Bana öyle geliyor ki, sanki birini memur etmişler de sabahları alıyor eline kalemi; başlıyor Bursa sokaklarını, ilçelerini, köylerini arşınlamaya…
‘Burası boş, burası iyi para eder, burasını yıkalım, burasını bilmem kim abiye verelim, buranın planını değiştirelim de şöyle bir rant elde edelim…’
Olmaz ya…
Bana öyle geliyor sadece…
Ama her gün ayrı bir olaya açınca insan gözlerini, ne düşüneceğini de bilemiyor pek…
Geçtiğimiz günlerde işlemeyecek planların ortada dolaşmasından bahsetmiştik, ondan önce Cumhurbaşkanlığı Kararnamesi ile bir günde statüsü değişen binlerce metrekareden, ondan önce bir anda kamunun çeşitli kurumlarından TOKİ’ye devredilen arazilerden…
Şimdi sırada Uludağ var!
Elbette bu ilk girişim değil. Bundan önce de saldırı diyebileceğim girişimlere maruz kaldı Uludağ. Kimi savuşturuldu, kimi halen mahkemede, kimi maalesef kaybedildi ve yepyeni bir oteller bölgesi ve hiç ağaç kesilmeyecek diye başlandığı halde verilen sözler tutulmadan yapılan yeni bir teleferiği var artık Uludağ’ın.

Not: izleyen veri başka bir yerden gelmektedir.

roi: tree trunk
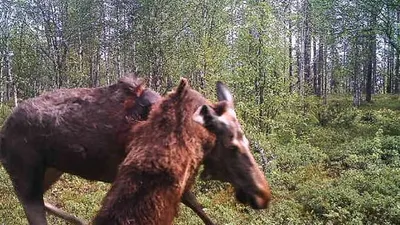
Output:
[304,0,312,94]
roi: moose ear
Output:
[133,83,145,97]
[217,81,233,103]
[193,105,215,126]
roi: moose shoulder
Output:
[93,79,271,225]
[0,77,216,225]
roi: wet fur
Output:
[93,80,215,225]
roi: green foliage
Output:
[0,93,400,225]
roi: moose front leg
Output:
[181,191,215,225]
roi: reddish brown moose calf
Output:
[0,77,216,225]
[93,79,271,225]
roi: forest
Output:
[0,0,400,225]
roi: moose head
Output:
[193,82,271,209]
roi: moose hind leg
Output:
[181,191,215,225]
[43,168,88,225]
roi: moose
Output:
[0,77,213,225]
[93,79,271,225]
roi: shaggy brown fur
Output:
[0,77,216,224]
[93,79,270,225]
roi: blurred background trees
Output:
[0,0,400,104]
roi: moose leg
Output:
[10,164,47,225]
[43,168,88,225]
[181,191,215,225]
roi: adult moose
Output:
[93,79,271,225]
[0,77,213,225]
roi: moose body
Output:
[0,77,216,225]
[93,79,271,225]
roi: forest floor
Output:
[0,95,400,225]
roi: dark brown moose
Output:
[93,79,271,225]
[0,77,213,225]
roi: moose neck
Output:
[94,85,214,225]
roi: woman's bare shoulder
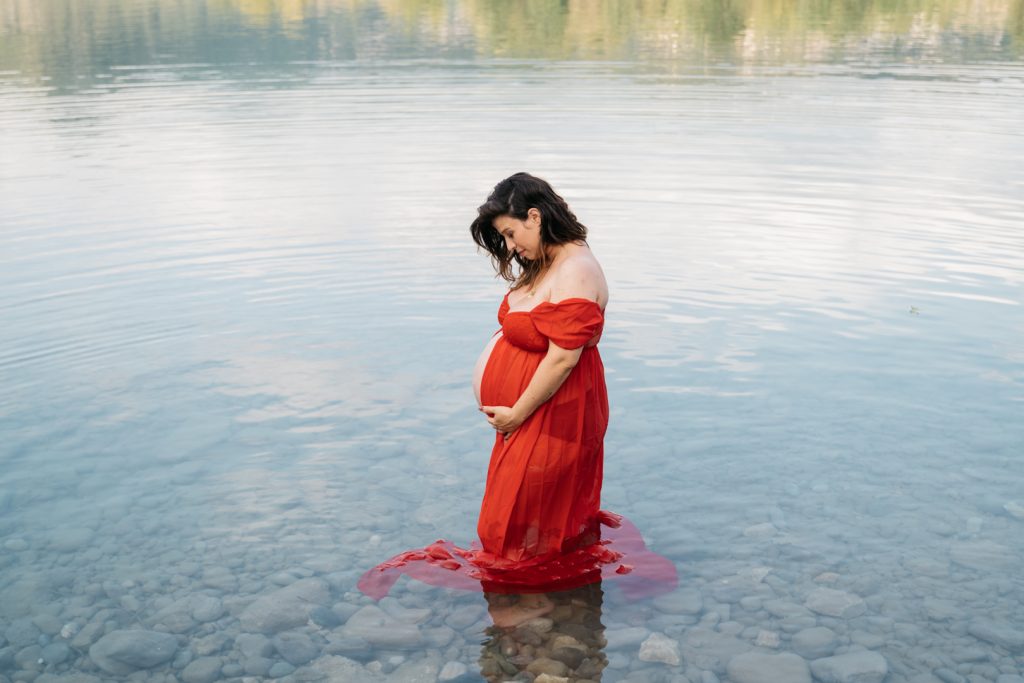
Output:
[551,249,608,306]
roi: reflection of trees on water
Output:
[0,0,1024,87]
[479,582,608,683]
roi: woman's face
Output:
[494,209,542,261]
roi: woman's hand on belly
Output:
[479,405,525,436]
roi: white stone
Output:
[726,652,811,683]
[811,650,889,683]
[640,633,681,667]
[804,588,867,618]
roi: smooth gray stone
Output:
[652,589,703,614]
[790,626,839,659]
[681,627,753,676]
[604,626,650,650]
[242,657,273,676]
[309,605,342,629]
[190,595,224,624]
[639,633,681,667]
[444,604,485,631]
[234,633,273,657]
[339,606,422,649]
[89,630,178,676]
[32,673,100,683]
[949,541,1016,571]
[179,657,222,683]
[967,620,1024,653]
[271,633,319,667]
[32,613,63,636]
[42,641,71,665]
[266,661,295,678]
[811,650,889,683]
[3,616,40,647]
[763,600,814,618]
[804,588,867,618]
[311,654,384,683]
[726,652,811,683]
[437,661,469,683]
[935,669,967,683]
[48,526,95,553]
[239,579,330,633]
[14,645,43,671]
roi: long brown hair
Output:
[469,172,587,290]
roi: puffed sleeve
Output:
[498,294,509,325]
[529,299,604,348]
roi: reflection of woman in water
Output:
[359,173,676,610]
[479,582,608,683]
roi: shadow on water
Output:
[478,582,608,683]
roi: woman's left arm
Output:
[480,261,601,434]
[480,341,583,434]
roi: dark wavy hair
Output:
[469,172,587,290]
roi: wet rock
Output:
[967,620,1024,653]
[726,652,811,683]
[551,647,585,669]
[604,626,650,649]
[41,641,71,665]
[924,597,959,622]
[949,541,1015,571]
[437,663,476,683]
[339,606,421,649]
[179,657,221,683]
[653,589,703,614]
[790,626,839,659]
[271,633,319,667]
[234,633,273,657]
[805,588,867,618]
[48,526,95,553]
[811,650,889,683]
[526,657,569,676]
[640,633,681,667]
[89,630,178,676]
[534,674,569,683]
[32,613,63,636]
[240,579,327,633]
[681,627,752,676]
[266,661,295,678]
[743,522,778,539]
[444,604,486,631]
[3,616,40,647]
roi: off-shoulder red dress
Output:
[358,295,676,598]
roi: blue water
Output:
[0,0,1024,683]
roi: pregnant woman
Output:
[359,173,676,625]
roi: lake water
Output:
[0,0,1024,683]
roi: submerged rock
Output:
[811,650,889,683]
[726,652,811,683]
[967,620,1024,653]
[805,588,867,618]
[640,633,681,667]
[89,630,178,676]
[239,579,330,633]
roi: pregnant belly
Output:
[473,332,502,405]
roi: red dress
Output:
[359,295,676,598]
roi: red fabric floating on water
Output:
[358,295,677,599]
[358,510,678,600]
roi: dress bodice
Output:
[498,294,604,351]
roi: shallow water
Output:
[0,0,1024,683]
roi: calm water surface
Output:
[0,0,1024,683]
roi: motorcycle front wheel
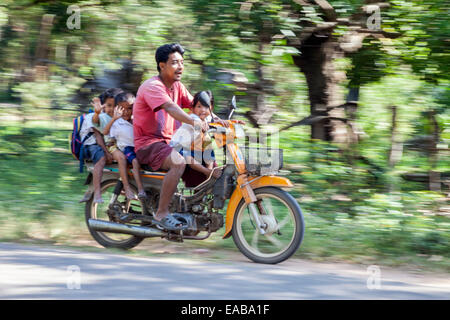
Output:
[85,179,144,250]
[232,187,305,264]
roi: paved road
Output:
[0,243,450,300]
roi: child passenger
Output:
[80,88,121,203]
[92,88,140,200]
[104,92,147,199]
[170,90,221,187]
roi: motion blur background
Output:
[0,0,450,271]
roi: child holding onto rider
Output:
[170,91,221,187]
[89,88,141,200]
[107,92,147,199]
[80,90,112,203]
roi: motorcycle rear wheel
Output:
[232,187,305,264]
[85,179,145,250]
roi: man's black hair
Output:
[155,43,184,72]
[98,88,123,104]
[114,92,134,106]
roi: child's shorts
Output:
[123,147,136,164]
[106,143,119,153]
[84,144,105,164]
[175,148,216,163]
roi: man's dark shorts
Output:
[84,144,105,164]
[136,142,172,171]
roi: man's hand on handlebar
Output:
[194,120,209,132]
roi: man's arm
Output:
[161,101,195,126]
[103,106,123,135]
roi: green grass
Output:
[0,121,450,272]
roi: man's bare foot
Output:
[125,187,136,200]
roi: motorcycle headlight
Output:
[234,124,245,139]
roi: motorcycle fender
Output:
[222,176,294,239]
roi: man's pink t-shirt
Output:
[133,76,193,151]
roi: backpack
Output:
[69,113,93,172]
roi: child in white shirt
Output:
[169,91,221,187]
[107,92,146,199]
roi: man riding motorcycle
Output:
[133,43,221,230]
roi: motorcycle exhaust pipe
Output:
[88,219,166,238]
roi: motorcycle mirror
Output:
[228,96,237,120]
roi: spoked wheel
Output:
[85,179,144,250]
[232,187,305,264]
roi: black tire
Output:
[85,179,145,250]
[232,187,305,264]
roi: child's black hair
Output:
[192,90,214,111]
[114,92,134,106]
[98,88,123,104]
[155,43,184,71]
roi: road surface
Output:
[0,243,450,300]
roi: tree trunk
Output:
[34,14,55,80]
[293,31,349,143]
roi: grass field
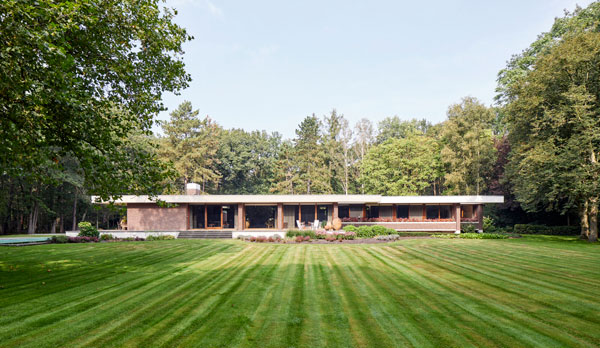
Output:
[0,237,600,347]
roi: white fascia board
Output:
[381,196,504,204]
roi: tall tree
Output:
[294,114,332,194]
[360,135,442,195]
[354,118,373,193]
[161,101,221,192]
[0,0,191,199]
[216,129,281,194]
[442,97,496,195]
[507,31,600,241]
[377,116,431,144]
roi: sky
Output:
[155,0,592,138]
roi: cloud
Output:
[206,0,223,17]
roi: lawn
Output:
[0,237,600,348]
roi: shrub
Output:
[69,236,98,243]
[371,225,389,236]
[146,234,175,241]
[77,221,100,238]
[344,225,358,232]
[460,224,475,233]
[513,224,581,236]
[356,226,375,238]
[100,233,115,240]
[50,235,69,244]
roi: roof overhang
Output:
[92,195,504,204]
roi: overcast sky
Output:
[159,0,591,138]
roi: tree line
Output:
[0,0,600,241]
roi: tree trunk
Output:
[71,196,78,231]
[579,200,590,239]
[588,197,598,242]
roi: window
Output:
[246,205,277,228]
[338,205,350,219]
[409,205,423,220]
[396,205,408,219]
[367,205,379,219]
[317,205,332,222]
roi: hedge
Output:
[514,224,581,236]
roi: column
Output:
[277,203,283,230]
[454,204,460,234]
[477,204,483,233]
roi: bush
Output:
[460,224,476,233]
[77,221,100,238]
[146,234,175,241]
[69,236,98,243]
[50,236,69,244]
[371,225,389,236]
[285,230,317,239]
[513,224,581,236]
[356,226,375,238]
[100,233,116,241]
[344,225,358,232]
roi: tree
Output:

Bursa Büyükşehir Belediyesi’nde Recep Altepe başkanken de istenmişti Uludağ konusundaki yetkinin tek elde toplanması. Akademik Odalar karşı çıkmıştı ve konu meclise gelmedi.
Şimdi sular durulunca, mesele unutturulunca, bir kez daha neresinden dolansak da diye düşünülerek yepyeni bir planla karşımıza çıktılar.
Alan Başkanlığı!
Sebep?
Uludağ’da çok başlılık hakim olduğundan, tek başlılığa geçmek hasıl olmuş, karmaşık düzen ortadan kalkacakmış, zaten turistler de mevcut durumdan rahatsızmış…

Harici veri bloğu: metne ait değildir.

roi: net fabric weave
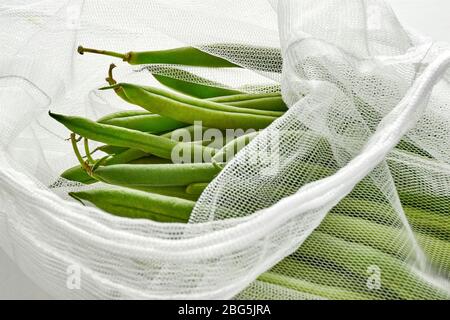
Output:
[0,0,450,299]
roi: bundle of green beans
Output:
[50,44,450,299]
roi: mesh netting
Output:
[0,0,450,299]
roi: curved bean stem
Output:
[49,112,215,162]
[78,46,239,68]
[147,66,242,99]
[299,231,448,299]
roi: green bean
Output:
[78,43,283,73]
[93,163,219,187]
[128,155,172,164]
[106,83,284,117]
[130,186,198,201]
[147,66,242,99]
[258,271,380,300]
[186,182,209,195]
[105,63,131,103]
[333,196,450,241]
[60,165,97,184]
[92,144,128,155]
[61,149,148,184]
[212,132,259,163]
[97,114,187,134]
[299,231,448,299]
[208,93,287,111]
[69,188,195,223]
[269,258,395,300]
[317,214,450,272]
[101,83,276,129]
[78,46,238,68]
[97,110,152,123]
[49,112,215,162]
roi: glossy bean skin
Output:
[153,69,242,99]
[130,186,199,201]
[128,155,172,164]
[49,112,215,161]
[97,114,187,134]
[78,43,283,73]
[126,83,284,117]
[97,110,151,123]
[69,188,195,223]
[186,182,209,196]
[103,84,276,129]
[93,144,128,155]
[93,163,220,187]
[208,93,288,112]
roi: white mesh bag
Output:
[0,0,450,299]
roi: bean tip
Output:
[69,192,85,206]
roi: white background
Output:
[0,0,450,299]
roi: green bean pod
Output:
[186,182,209,196]
[78,43,283,73]
[93,163,219,187]
[69,188,195,223]
[317,214,450,274]
[61,149,148,184]
[212,132,259,163]
[107,82,284,117]
[97,110,152,123]
[299,231,449,300]
[130,186,198,201]
[208,93,288,111]
[92,144,128,155]
[49,112,215,162]
[148,66,242,99]
[97,114,187,134]
[102,83,277,129]
[127,155,172,164]
[266,258,395,300]
[258,271,373,300]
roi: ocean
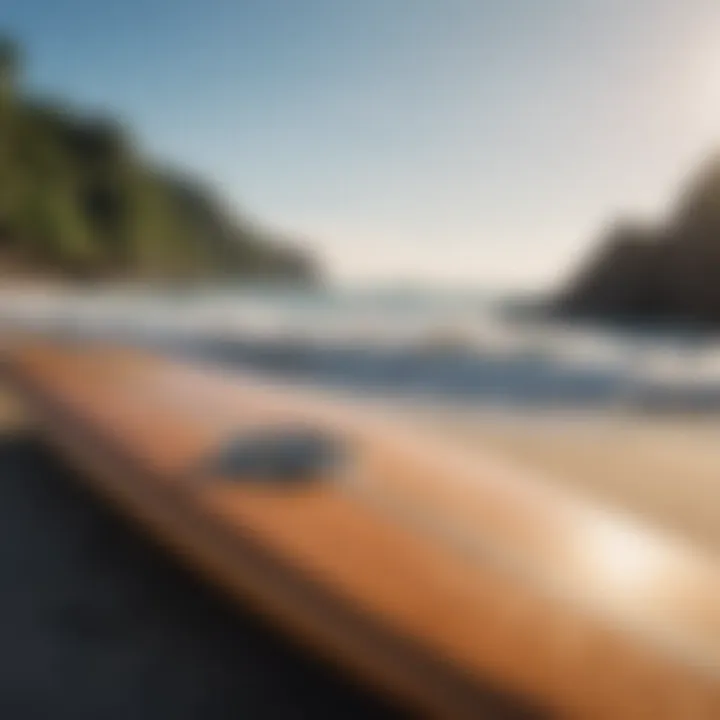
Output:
[0,287,720,411]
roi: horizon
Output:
[5,0,720,292]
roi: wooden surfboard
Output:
[0,338,720,720]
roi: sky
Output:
[0,0,720,290]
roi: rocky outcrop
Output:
[555,158,720,326]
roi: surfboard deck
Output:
[0,338,720,719]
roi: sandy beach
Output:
[395,408,720,554]
[0,390,399,720]
[5,362,720,720]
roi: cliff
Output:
[0,41,318,283]
[555,157,720,326]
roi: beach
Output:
[0,336,720,718]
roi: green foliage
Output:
[0,40,313,281]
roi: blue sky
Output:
[0,0,720,288]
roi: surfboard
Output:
[0,337,720,720]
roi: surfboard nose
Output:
[196,425,348,487]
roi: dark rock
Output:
[555,157,720,326]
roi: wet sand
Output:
[399,409,720,554]
[0,391,399,720]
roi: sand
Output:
[400,408,720,554]
[0,368,720,720]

Bahaneler çok, ancak örnekler de mevcut!
Bakınız; Ürgüp, Peribacaları!
Muhalefet partilerinin daha önce açıklamaları oldu ve Alan Başkanlığı’na karşı durduklarını belirttiler, ancak davetli oldukları halde bugün Akademik Odalar yerleşkesinde yapılan açıklamada destek vermek maksatlı bulunmadılar.
Bence orada olmalıydılar.
Hücrelere bölünmek, herkesin küçük küçük pek çok kez ses çıkarması mı daha dikkat çeker, yoksa kuvvetli, gür bir sesle bağırmak mı?

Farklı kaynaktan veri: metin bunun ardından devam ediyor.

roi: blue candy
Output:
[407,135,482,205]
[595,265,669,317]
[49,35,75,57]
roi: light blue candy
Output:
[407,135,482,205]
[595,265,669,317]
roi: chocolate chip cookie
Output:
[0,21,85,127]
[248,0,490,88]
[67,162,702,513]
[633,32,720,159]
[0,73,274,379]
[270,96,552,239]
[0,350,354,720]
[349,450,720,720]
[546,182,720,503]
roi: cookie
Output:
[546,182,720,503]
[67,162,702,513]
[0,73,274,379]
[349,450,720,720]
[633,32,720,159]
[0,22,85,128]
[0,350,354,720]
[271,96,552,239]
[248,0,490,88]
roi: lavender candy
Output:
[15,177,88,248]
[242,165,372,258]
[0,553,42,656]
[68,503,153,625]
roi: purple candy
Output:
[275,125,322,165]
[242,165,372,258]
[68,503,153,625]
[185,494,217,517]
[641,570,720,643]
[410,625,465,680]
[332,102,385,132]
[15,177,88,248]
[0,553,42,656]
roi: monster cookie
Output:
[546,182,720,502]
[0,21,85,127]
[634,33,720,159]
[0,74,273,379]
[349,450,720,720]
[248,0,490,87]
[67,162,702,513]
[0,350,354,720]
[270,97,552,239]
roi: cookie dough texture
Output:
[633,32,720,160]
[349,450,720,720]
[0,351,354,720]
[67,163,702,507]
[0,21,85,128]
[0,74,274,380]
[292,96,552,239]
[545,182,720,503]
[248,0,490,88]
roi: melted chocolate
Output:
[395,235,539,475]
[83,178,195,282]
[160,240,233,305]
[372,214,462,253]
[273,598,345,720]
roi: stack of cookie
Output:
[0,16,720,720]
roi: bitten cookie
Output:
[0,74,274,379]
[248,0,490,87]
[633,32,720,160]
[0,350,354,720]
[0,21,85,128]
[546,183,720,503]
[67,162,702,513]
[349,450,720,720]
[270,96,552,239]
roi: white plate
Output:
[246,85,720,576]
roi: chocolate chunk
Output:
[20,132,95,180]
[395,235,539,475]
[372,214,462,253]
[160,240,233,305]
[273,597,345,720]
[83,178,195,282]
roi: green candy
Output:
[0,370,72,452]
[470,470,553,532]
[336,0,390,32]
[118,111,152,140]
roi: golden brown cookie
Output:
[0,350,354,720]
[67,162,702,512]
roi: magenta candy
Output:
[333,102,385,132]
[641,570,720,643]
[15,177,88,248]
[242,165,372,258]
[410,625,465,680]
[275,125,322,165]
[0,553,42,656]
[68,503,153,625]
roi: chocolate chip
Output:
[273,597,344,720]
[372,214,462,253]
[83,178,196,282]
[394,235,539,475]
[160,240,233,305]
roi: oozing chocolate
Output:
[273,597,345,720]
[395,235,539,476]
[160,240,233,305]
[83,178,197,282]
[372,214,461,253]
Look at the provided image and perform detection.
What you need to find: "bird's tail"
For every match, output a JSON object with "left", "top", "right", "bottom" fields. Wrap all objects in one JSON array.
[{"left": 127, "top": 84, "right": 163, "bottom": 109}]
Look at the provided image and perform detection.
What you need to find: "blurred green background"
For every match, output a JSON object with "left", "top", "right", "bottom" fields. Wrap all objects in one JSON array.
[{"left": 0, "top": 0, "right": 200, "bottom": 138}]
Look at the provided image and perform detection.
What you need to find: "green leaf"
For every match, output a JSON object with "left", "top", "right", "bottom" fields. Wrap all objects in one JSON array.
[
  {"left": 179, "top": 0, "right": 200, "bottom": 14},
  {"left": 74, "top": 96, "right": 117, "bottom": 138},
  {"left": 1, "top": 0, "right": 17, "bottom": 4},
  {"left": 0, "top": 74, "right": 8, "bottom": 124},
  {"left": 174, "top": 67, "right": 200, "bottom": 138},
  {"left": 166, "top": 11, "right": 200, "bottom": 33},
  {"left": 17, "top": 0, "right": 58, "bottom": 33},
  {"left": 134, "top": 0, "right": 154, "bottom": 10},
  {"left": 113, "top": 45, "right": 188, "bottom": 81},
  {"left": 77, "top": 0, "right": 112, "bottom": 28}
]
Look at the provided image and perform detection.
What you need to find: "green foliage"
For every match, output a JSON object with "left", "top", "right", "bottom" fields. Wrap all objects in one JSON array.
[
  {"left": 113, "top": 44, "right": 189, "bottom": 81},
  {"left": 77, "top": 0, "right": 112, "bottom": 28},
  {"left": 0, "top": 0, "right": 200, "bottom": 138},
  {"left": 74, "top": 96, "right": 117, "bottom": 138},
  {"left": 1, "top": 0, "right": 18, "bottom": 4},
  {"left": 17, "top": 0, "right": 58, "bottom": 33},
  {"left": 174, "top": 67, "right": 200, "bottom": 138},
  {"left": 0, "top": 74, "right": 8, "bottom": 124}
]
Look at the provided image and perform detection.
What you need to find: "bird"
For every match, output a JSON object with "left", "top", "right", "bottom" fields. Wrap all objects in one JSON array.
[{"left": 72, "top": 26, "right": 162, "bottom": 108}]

Bunu bir düşünün derim Bursa muhalefetine.
Gelelim açıklamaya…
Öncelikle şunu belirtmek isterim ki, Uludağ’da çok başlılık yok. Milli Parklar tarafından yönetilen bölgede diğer unsurlar kendilerine düşen temizlik, altyapı gibi konuları halletmek için mevcutlar.
Peki kurulacak Alan Başkanlığı’nda ne olacak?
Kurulacak komisyon ve danışma kurulunda ağırlıklı olarak turizm ve ticaret sektörünün temsilcileri olacak.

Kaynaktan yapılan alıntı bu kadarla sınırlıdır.